Bakas Spyridon, Doulgerakis-Kontoudis Matthaios, Hunter Gordon J A, Sidhu Paul S, Makris Dimitrios, Chatzimichail Katerina
Digital Information Research Centre (DIRC), School of Computer Science & Mathematics, Faculty of Science, Engineering and Computing (SEC), Kingston University, London, United Kingdom; Center for Biomedical Image Computing and Analytics (CBICA), Perelman School of Medicine, University of Pennsylvania, Richards Medical Research Laboratories, Hamilton Walk, Philadelphia, Pennsylvania, USA.
Digital Information Research Centre (DIRC), School of Computer Science & Mathematics, Faculty of Science, Engineering and Computing (SEC), Kingston University, London, United Kingdom; Medical Imaging and Image Interpretation Group, School of Computer Science, University of Birmingham, Edgbaston, United Kingdom.
Ultrasound Med Biol. 2019 Jun;45(6):1380-1396. doi: 10.1016/j.ultrasmedbio.2019.01.023. Epub 2019 Apr 2.
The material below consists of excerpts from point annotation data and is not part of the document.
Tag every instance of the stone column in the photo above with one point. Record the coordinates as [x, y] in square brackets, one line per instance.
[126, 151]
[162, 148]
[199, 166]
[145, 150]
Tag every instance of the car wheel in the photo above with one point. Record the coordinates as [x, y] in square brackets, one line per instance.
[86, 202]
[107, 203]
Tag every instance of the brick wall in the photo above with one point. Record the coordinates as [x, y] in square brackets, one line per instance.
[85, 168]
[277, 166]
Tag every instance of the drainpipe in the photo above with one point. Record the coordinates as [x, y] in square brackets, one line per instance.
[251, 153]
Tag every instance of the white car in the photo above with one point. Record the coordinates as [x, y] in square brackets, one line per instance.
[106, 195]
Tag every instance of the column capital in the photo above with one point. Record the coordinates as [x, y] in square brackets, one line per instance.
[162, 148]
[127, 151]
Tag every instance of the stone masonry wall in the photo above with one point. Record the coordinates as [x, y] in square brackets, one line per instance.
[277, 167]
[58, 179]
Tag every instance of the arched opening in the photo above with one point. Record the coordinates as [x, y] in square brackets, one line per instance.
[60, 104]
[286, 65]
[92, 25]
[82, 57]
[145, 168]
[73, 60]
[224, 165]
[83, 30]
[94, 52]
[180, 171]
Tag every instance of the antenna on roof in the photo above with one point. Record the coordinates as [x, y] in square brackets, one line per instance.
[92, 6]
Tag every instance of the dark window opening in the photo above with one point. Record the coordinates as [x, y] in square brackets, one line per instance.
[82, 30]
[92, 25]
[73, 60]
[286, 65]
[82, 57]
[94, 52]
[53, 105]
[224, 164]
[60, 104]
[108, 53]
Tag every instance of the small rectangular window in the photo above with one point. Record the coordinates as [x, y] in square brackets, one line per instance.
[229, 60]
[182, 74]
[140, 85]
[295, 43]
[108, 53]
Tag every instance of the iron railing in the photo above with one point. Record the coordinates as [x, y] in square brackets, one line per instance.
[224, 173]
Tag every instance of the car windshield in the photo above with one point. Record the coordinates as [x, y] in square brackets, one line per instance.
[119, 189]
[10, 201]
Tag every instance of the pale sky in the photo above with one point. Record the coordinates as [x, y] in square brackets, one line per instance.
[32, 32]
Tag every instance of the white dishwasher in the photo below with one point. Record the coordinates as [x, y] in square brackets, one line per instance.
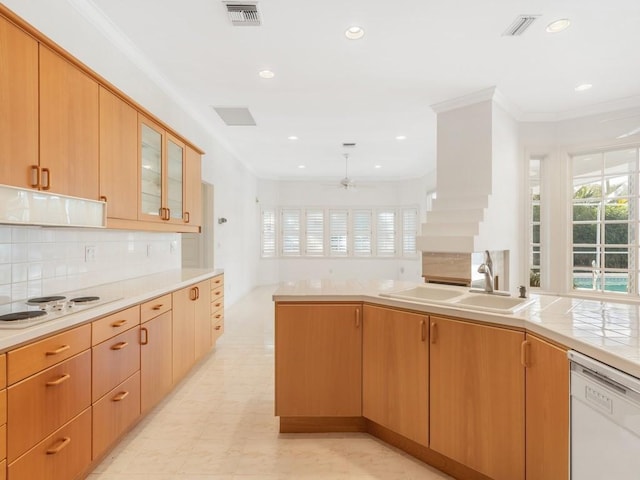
[605, 421]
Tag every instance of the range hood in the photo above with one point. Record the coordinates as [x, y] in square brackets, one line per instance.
[478, 177]
[21, 206]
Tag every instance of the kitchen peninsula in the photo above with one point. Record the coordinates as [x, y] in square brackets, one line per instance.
[474, 393]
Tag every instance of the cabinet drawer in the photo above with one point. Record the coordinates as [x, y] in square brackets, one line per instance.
[107, 327]
[3, 407]
[32, 358]
[3, 370]
[61, 456]
[40, 404]
[115, 413]
[3, 442]
[155, 307]
[113, 361]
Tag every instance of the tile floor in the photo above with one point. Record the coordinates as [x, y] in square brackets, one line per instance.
[219, 423]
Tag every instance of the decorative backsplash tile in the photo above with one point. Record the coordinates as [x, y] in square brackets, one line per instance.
[37, 261]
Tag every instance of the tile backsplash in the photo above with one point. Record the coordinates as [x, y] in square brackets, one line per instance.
[36, 261]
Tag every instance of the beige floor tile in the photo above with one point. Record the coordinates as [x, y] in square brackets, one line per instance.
[219, 423]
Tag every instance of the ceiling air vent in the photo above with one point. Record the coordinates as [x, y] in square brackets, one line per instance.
[243, 13]
[520, 25]
[236, 116]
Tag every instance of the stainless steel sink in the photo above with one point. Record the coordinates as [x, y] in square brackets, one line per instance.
[492, 303]
[427, 294]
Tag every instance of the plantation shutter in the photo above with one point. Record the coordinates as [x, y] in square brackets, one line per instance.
[362, 233]
[290, 233]
[315, 233]
[268, 233]
[338, 225]
[386, 233]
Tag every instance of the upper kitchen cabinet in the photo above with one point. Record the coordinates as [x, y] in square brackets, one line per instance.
[168, 190]
[19, 105]
[118, 156]
[193, 187]
[68, 128]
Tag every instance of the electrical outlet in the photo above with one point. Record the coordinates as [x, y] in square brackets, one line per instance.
[89, 253]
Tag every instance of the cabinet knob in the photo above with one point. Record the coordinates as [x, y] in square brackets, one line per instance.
[35, 176]
[119, 397]
[63, 443]
[46, 174]
[58, 350]
[119, 345]
[63, 378]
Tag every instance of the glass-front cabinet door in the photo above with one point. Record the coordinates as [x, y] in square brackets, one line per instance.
[161, 174]
[174, 180]
[151, 153]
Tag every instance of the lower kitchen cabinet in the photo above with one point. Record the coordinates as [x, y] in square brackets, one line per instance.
[63, 455]
[191, 326]
[547, 426]
[114, 413]
[395, 371]
[42, 403]
[156, 375]
[477, 397]
[318, 360]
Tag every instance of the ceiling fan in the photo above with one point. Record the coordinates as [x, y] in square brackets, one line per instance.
[347, 183]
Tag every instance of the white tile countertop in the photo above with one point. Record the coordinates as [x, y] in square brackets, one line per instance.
[608, 331]
[119, 295]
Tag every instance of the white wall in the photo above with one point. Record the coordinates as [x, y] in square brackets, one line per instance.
[235, 185]
[273, 193]
[36, 261]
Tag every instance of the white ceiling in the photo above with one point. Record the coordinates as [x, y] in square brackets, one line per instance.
[328, 90]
This study investigates the application and evaluation of existing indirect methods, namely point-based registration techniques, for the estimation and compensation of observed motion included in the 2-D image plane of contrast-enhanced ultrasound (CEUS) cine-loops recorded for the characterization and diagnosis of focal liver lesions (FLLs). The value of applying motion compensation in the challenging modality of CEUS is to assist in the quantification of the perfusion dynamics of an FLL in relation to its parenchyma, allowing for a potentially accurate diagnostic suggestion. Towards this end, this study also proposes a novel quantitative multi-level framework for evaluating the quantification of FLLs, which to the best of our knowledge remains undefined, notwithstanding many relevant studies. Following quantitative evaluation of 19 indirect algorithms and configurations, while also considering the requirement for computational efficiency, our results suggest that the "compact and real-time descriptor" (CARD) is the optimal indirect motion compensation method in CEUS.
本研究调查了现有间接方法,即基于点的配准技术,在估计和补偿用于局灶性肝病变(FLL)特征化和诊断的对比增强超声(CEUS)电影环二维图像平面中所观察到的运动方面的应用和评估。在具有挑战性的CEUS模态中应用运动补偿的价值在于辅助量化FLL与其实质相关的灌注动力学,从而得出潜在准确的诊断建议。为此,本研究还提出了一个用于评估FLL量化的新颖定量多层次框架,据我们所知,尽管有许多相关研究,但该框架仍未定义。在对19种间接算法和配置进行定量评估时,同时考虑计算效率的要求,我们的结果表明,“紧凑实时描述符”(CARD)是CEUS中最佳的间接运动补偿方法。